Juett v. Marksberry

Affirming.

Prior to March 26, 1920, appellant, K. A. Juett, and appellee, John Marksberry, were engaged in business as partners in Williamstown, Kentucky. On that date appellant purchased appellee's interest in the business under terms which were reduced to writing and signed. The writing contained the following two paragraphs:

"It is further agreed that the said John Marksberry shall not engage in the business of selling automobiles, tires or other accessories or the sale of farming implements, or operate autos for hire or do *Page 255 any of the things heretofore done by the said partnership business, either as agent for another person or persons, firm or company, either in Grant, Pendleton or Owen counties, for a period of five years from the making of this contract, and that a violation of this provision or stipulation, in any way, in letter or spirit, directly or indirectly, shall be the cause for payment to the said Kenneth A. Juett, or to his heirs or assigns or representatives, the sum of $500.00.

"In addition to the consideration heretofore mentioned, and for the good will of the said John Marksberry, the said John Marksberry shall also be paid the sum of $500.00, which shall become the property and money of the said John Marksberry individually and free from the claims of the partnership firm."

Within five years thereafter appellee, in competition with appellant, entered the same business in Williamstown, and appellant instituted this action to recover $2,000.00 in damages for his violation of the provisions, supra, of the contract by so doing.
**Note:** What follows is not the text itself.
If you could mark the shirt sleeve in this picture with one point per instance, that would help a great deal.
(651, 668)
The trial court sustained appellee's demurrer to appellant's petition in so far as it undertook to recover more than $500.00, but overruled the demurrer to that extent. Amendments were offered and filed, and, on subsequent demurrers interposed, the trial court ruled as upon the first. Appellee answered, confessing that in violation of his agreement not to do so he had again entered the business in question, and confessing that under the terms of the contract,supra, he was indebted to appellant in the sum of $500.00. The court thereupon entered judgment in favor of appellant for $500.00, to which he excepted. He has prosecuted this appeal.
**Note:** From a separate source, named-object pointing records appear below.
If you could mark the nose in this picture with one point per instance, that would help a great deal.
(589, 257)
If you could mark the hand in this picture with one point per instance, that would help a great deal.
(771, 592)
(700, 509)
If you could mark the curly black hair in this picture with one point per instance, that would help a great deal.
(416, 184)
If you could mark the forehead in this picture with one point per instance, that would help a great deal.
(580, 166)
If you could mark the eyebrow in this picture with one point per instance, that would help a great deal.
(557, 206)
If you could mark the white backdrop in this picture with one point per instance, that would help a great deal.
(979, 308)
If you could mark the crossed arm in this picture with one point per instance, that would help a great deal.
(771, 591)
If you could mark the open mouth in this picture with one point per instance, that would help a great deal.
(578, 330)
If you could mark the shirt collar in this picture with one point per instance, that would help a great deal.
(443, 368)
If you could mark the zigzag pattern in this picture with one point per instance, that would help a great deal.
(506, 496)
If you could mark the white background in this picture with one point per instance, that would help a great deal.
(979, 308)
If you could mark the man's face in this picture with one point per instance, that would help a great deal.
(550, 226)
The correctness of the trial court's judgment that under the contract, supra, appellee is liable to appellant for $500.00 because of his violation of the contract not to engage in the same business again in Williamstown within five years is conceded and need not be discussed.
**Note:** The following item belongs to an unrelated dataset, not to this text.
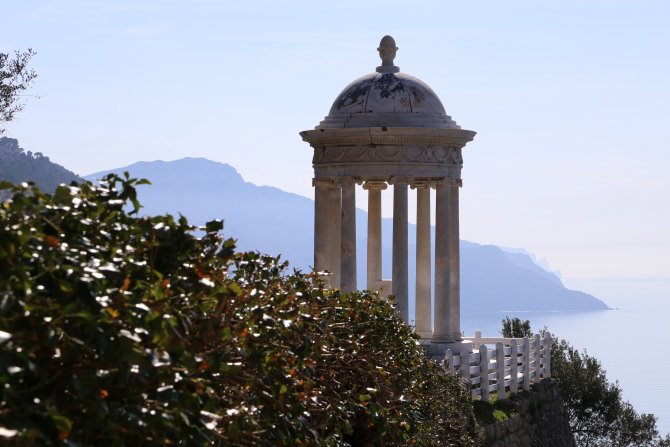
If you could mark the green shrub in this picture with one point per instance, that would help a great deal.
(117, 329)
It is contended for appellant that the second paragraph quoted above is separable from the first and that by again entering the same business appellee has violated not only his agreement not to do so, embodied in the first paragraph above, for which $500.00 was agreed upon as liquidated damages, but also the contract by which he sold his "good will" for which he is answerable in damages. *Page 256

From the language the parties used to express their intention with reference to appellee's again engaging in the same business, it is obvious that appellee agreed that he would not again engage in the same business in Williamstown, Kentucky, within the next five years without paying to appellant $500.00, and appellant agreed that appellee might within the five years again engage in the same business in Williamstown, Kentucky, by paying to him the sum of $500.00. Therefore, can it be held, as is insisted by appellant, that the parties intended by the second paragraph quoted above if appellee did again engage in the same business in Williamstown, Kentucky, within five years he would be liable not only for the $500.00 but also for a violation of the contract by which he sold his interest in the firm's good will to appellant and for whatever damages might ensue? That construction can not be placed upon the second clause in view of the unambiguous and express agreement between the parties embodied in the first that appellee might engage in the same business again in Williamstown within five years by paying $500.00. The two propositions are not separable. When the two clauses are read together, it becomes manifest that appellee's interest in the good will of the business was valued by them at $500.00. Appellant, who succeeded to the partnership business, likewise succeeded to its good will. When they provided that appellee might engage in the same business in the same town by paying to appellant $500.00, they certainly contemplated all the damages that would accrue to appellant by his so doing. Whatever effect his so doing might have upon the "good will" for which he was paid $500.00, regardless of what the parties understood that term to mean as they used it in the second paragraph above, must have been in the contemplation of the parties when they agreed that he might do so by paying $500.00.

The judgment entered conforms to our opinion herein expressed. The judgment, therefore, is affirmed.